Co-Authored-By: Claude Opus 4.8 (1M context) <noreply@anthropic.com>
Both tactics materialize the whole retire/unit before processing (present_*
returns a Vec over all keys), so peak memory is O(keyspace) — breaks at ~100M
keys, where the cursor operators stay bounded by streaming per key.

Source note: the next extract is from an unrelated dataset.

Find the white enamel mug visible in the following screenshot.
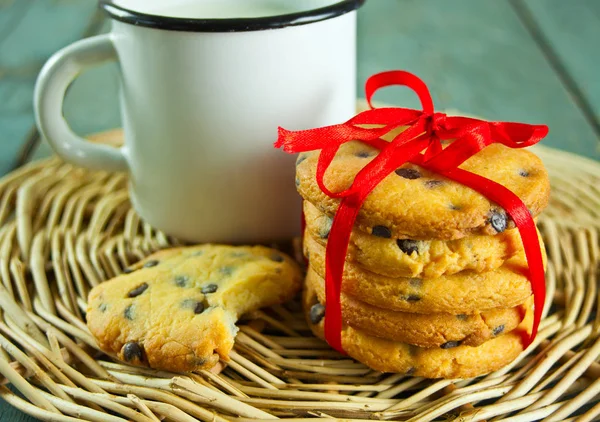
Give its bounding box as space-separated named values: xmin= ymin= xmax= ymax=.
xmin=34 ymin=0 xmax=364 ymax=243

Record the
scope: Level 1 (windowed, today's Vec seam — reduce loops seed_times then
(present*/reduce/materialize) per key-window, join windows a key-subset per work
call, no signature changes, reduce self-contained, join fresh-side load needs F7)
and Level 2 (streaming present, F7-gated). Mandatory before long; not this PR.

Docs only.

Co-Authored-By: Claude Opus 4.8 (1M context) <noreply@anthropic.com>
Per design call: the windowed version is the correct one — diverting bounded
chunks of value work to the backend (a bulk crossing per window) is the seam's
whole point; streaming through a cursor would reintroduce the per-record overhead
the bulk seam removes. Drop the streaming "Level 2", and record the mechanism:
elicit key hashes with per-key sizes (a cheap metadata pass), bracket into
size-bounded windows, then bulk present/reduce(/cross)/materialize per window.

Docs only.

Co-Authored-By: Claude Opus 4.8 (1M context) <noreply@anthropic.com>
…low#791 pub); port ProxyJoinTactic to `prep`

master-next reshaped `JoinTactic` from `defer`+fuel-metered `work` to a single
`prep(input0, input1, fresh, meet) -> Box<dyn Iterator<Item = C>>` (TimelyDataflow#790), with
the driver now owning the queues, capabilities, and fuel; and flipped the tactics
to `pub` (TimelyDataflow#791). `operators/join.rs` resolves to master-next's version (our only
change there was the same pub flip); `operators/reduce.rs` auto-merged.

Port `ProxyJoinTactic` to the new trait:
- The tactic is now pure data-to-data: `prep` maps two batch lists to output
  container(s), holding no queues/capabilities/fuel. Dropped `JoinUnit`, the two
  queues, and `defer`/`work`; `join_unit` becomes `join_prep` returning
  `Option<Bk::Output>`. `meet` (the driver-supplied capability time) feeds
  `JoinInstance.lower` directly.
- This is the eager port: `prep` returns the whole unit's output as one container
  (`iter::once`). Correct and behaviour-preserving; the F8 fuel footgun is gone
  structurally (the driver meters fuel now). Making `prep` lazy/windowed is F9's
  join half — see the updated F8/F9.
- Tests: `join_with_tactic` turbofish now takes the container `C`, not the builder.

Full workspace green (incl. SCC/BFS and the int_proxy suite, 14 tests).